Das Herausgeberteam, Benjamin Drechsel vom Kulturwissenschaftlichen Institut an der Universität Duisburg-Essen, der Historiker an der Universität Witten/Herdecke, Friedrich Jaeger, der Aachener Politikwissenschaftler Helmut König, die wissenschaftliche Mitarbeiterin des Essener Instituts, Anne-Katrin Lang und der Kultur- und Politikwissenschaftler an der Justus-Liebig-Universität in Gießen, Claus Leggewie, gliedern den Tagungsband in, ihrem gemeinsamen Einleitungsbeitrag „Bilder von Europa aus kulturwissenschaftlicher Perspektive“, in drei Kapitel:

  • Im ersten Teil werden „Selbstbilder Europas im historischen Wandel“ dargestellt;
  • danach werden „Bilder Europas in den anderen Kulturen“ reflektiert;
  • um drittens „zur ikonografischen Dimension von Europabildern“ Positionen zu beziehen.

1. Selbstbilder Europas im historischen Wandel

Der Essener Historiker Justus Cobet stellt in seinem Beitrag „Europabilder in der Antike und aus der Antike“ vor. Mit zahlreichen Quellennachweisen zeigt der Autor die historische, mystische Europawerdung auf, von Herodot bis zum römischen Kartografen Strabon, von Aristoteles bis Montesquieu und John Stuart Mill. Mit seiner Rezeptionsgeschichte, die in der Antike als dem kulturellen Gedächtnis Europas beginnt und mit dem Beginn der europäischen säkularen Kultur aktuell und global „universalistischen Geltungsanspruch“ fordert, stellt er die Frage nach dem Selbstverständnis der Europäer im Hier und Heute: „Wir haben also nicht nur nach einem Europagedanken in und aus der Antike zu suchen, vielmehr nach europäischen Gedanken, die uns aus der Antike überkommen sind“.

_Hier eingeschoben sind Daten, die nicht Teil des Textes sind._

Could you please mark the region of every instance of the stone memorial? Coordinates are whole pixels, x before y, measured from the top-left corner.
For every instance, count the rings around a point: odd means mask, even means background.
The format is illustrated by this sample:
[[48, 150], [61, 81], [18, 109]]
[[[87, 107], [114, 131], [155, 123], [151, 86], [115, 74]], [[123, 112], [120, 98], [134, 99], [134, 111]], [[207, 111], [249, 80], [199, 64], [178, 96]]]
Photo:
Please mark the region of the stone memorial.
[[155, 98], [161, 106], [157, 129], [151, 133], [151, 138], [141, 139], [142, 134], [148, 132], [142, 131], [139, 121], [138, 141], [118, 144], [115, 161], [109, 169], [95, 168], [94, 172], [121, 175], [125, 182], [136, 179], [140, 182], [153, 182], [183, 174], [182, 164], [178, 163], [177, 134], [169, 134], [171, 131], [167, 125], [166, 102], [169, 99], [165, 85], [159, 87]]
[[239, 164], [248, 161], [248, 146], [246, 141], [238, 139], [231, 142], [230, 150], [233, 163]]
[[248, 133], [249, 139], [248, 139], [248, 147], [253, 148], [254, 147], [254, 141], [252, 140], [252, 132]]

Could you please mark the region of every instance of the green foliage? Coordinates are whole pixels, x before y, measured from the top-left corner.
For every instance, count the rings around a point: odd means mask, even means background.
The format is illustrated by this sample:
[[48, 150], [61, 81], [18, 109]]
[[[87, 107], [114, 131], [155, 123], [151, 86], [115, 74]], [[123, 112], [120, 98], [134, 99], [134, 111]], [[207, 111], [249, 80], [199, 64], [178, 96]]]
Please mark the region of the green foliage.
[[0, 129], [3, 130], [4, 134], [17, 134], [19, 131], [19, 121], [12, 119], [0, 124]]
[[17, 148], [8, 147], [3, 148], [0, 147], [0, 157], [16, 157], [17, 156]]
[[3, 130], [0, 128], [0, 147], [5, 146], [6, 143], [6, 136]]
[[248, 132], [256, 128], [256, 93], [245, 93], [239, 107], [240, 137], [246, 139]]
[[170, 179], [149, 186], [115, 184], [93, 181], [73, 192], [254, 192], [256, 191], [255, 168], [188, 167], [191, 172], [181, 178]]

Der Historiker für Mittelalterliche Geschichte an der Westfälischen Wilhelms-Universität Münster, Martin Kintzinger, nimmt mit seinem Text „Regionalität des Globalen“ Stellung zu einem geschichtlichen Fingerzeig zur Europa-Perspektive, die vom Mittelalter bis heute reicht. Das politische Programm „Europa der Regionen“ und die (eher Verlegenheits-)Metapher von der „Vielfalt der Kulturen“ lässt den Mittelalterhistoriker nicht staunen – ähneln sie doch, „wenn auch unter völlig anderen Rahmenbedingungen, recht genau dem mittelalterlichen Europa“. Vom „Europa als Herrschaftsraum der Welt“, wie er sich im Eurozentrismus darstellt, bis zu den heutigen Mühen, dass „es die Europäer sind, die aus dem Eigenen ihrer regionalen Traditionen ein Gemeinsames formen müssen, um den Anforderungen unserer Zeit gerecht zu werden“, reicht der Blick und reichen die Bilder dieser Suche und Selbstbestimmung nach einem gemeinsamen Europa.

Der Historiker an der Universität Köln, Jürgen Elvert, diskutiert neuzeitliche Vorstellungen vom Wesen und von der Verfasstheit Europas, indem er in seinem Referat „Mensch, Gleichgewicht und Integration“ wesentliche Stränge der Europa-Auffassungen, von Erasmus von Rotterdam, über Victor Hugo bis zur Gründung des Europarats 1949 und der Europäischen Wirtschaftsgemeinschaft 1957 Revue passieren lässt. Erasmus als überzeugter Humanist und Pazifist, und als ein Vordenker eines geeinten Europas? Eine interessante Erinnerung!

Der ehemalige Botschafter und Direktor im Bereich Außenbeziehungen der Europäischen Kommission, Christian D. Falkowski, analysiert in seinem Beitrag „Multilaterale Politik in einer sich verändernden Welt“ die Außenbeziehungen der Europäischen Union. Er zeigt den Anspruch der EU an eine europäische Integration in den Bereichen Wirtschaft, Entwicklungszusammenarbeit und Außenpolitik auf, diskutiert die Außenbeziehungen der Union als demokratische Zivilmacht und mahnt die Europäer, das „postnationalstaatliche Konzept Europa“ ernsthaft und schnell zu realisieren.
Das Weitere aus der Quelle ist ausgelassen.